3. **Count occurrences** -- Use `analyze_datadog_logs` to get total unique occurrences grouped by message.

Parallelize independent MCP calls wherever possible to save time.

#### Frontend-Specific Notes

For `frontend-proprietary`, Nginx writes all `error_log` output (including `[notice]`) to stderr.
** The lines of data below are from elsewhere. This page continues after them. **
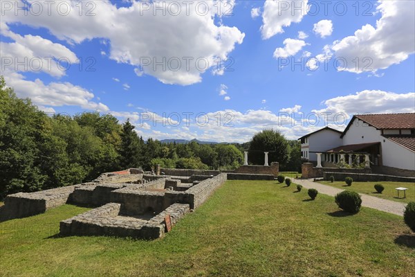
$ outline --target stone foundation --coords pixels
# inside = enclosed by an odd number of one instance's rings
[[[100,208],[60,222],[62,235],[109,235],[140,239],[156,239],[165,234],[165,216],[170,215],[174,225],[189,213],[189,205],[174,204],[158,215],[146,220],[123,216],[122,204],[109,203]],[[131,211],[129,213],[131,213]]]
[[[271,163],[270,166],[242,166],[234,170],[234,173],[271,175],[277,177],[279,169],[279,164],[278,163]]]
[[[228,173],[228,180],[268,180],[273,181],[274,175],[266,174]]]

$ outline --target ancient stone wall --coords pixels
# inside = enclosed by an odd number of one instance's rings
[[[0,220],[35,215],[63,205],[74,189],[75,186],[68,186],[36,193],[8,195],[4,200]]]
[[[228,173],[228,180],[274,180],[273,175],[267,174],[247,174]]]
[[[189,205],[174,204],[149,220],[122,216],[122,205],[109,203],[60,222],[62,235],[111,235],[156,239],[165,234],[165,216],[174,225],[190,211]]]
[[[216,176],[221,173],[219,170],[202,170],[196,169],[177,169],[177,168],[161,168],[161,172],[165,175],[170,176],[187,176],[190,177],[194,175]],[[163,173],[162,173],[163,174]]]
[[[196,208],[201,206],[227,179],[227,174],[221,173],[213,178],[202,181],[186,190],[185,193],[190,195],[193,200],[192,203],[189,203],[190,208]]]

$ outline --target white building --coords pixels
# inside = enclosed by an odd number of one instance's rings
[[[327,131],[322,129],[299,138],[302,157],[314,161],[320,156],[323,166],[342,161],[352,164],[358,159],[358,163],[366,162],[388,174],[396,170],[415,172],[415,113],[355,115],[337,137]]]
[[[316,152],[322,152],[342,145],[342,132],[326,127],[298,138],[301,140],[301,157],[317,163]]]

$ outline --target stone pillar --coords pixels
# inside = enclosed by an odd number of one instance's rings
[[[369,159],[369,154],[365,154],[365,167],[366,168],[370,168],[370,159]]]
[[[317,154],[317,168],[322,168],[322,153],[315,153]]]
[[[264,163],[264,166],[268,166],[268,152],[264,152],[265,154],[265,163]]]

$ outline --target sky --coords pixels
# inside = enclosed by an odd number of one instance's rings
[[[8,86],[145,139],[288,139],[415,111],[415,1],[0,1]]]

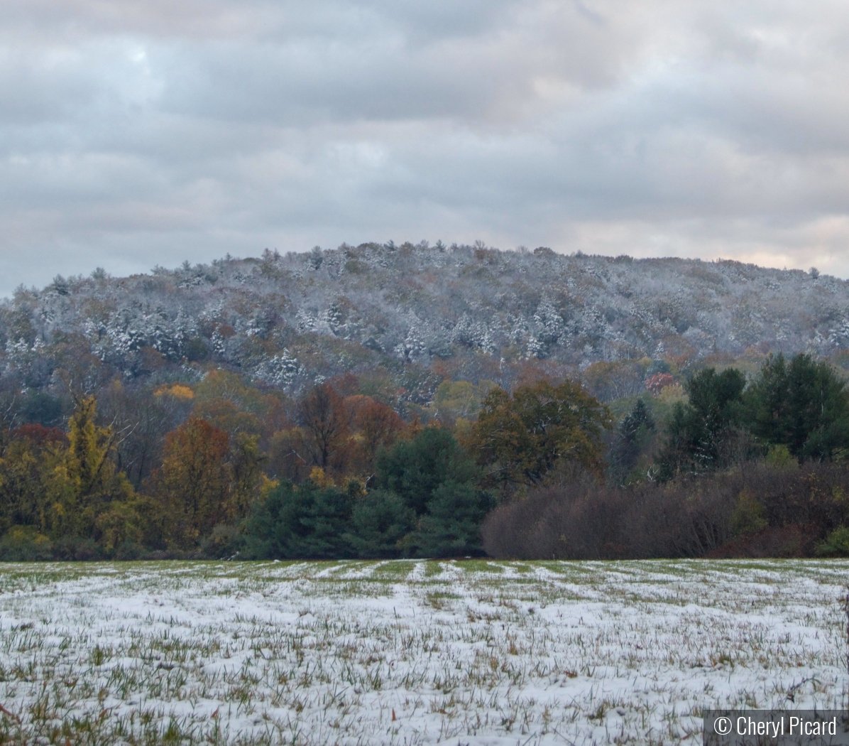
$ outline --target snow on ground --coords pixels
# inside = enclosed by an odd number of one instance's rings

Datadog classifies stderr as `status:error`. Filter out Nginx lifecycle noise:
- Ignore patterns containing `[notice]` (worker start/stop, SIGQUIT, SIGCHLD, SIGIO) -- these are normal Nginx operations misclassified as errors
- Focus on `[error]` (404s for missing files) and `[alert]` (permission issues, config errors)

### Phase 3: Codebase Root Cause Analysis

For each application-level error (not infra/external):

Before grepping, consult `references/known_patterns.md` — if the error matches a catalogued pattern, jump straight to its entry point and skip to step 2.

1. **Grep for the error class or message** in the codebase using the Grep tool (e.g., `SpaceMembershipRequiredError`, `Recipe.*not found`)
2. **Read the source files** where the error is thrown
3. **Trace the call chain**: error class -> service/use case -> controller/adapter
4. **Identify the root cause**: missing error handling, wrong HTTP status, race condition, missing validation, Dockerfile misconfiguration, etc.

For frontend Nginx errors, check:
- `dockerfile/Dockerfile.frontend` for permission/ownership issues
- `dockerfile/nginx.k8s.conf`, `dockerfile/nginx.k8s.no-ingress.conf`, `dockerfile/nginx.compose.conf` for config issues
- `dockerfile/nginx-entrypoint.sh` for entrypoint issues

### Phase 4: Generate Report

Read `references/report-template.md` before writing the report for the output path, scaffold, severity ordering, occurrence labels, and final summary table.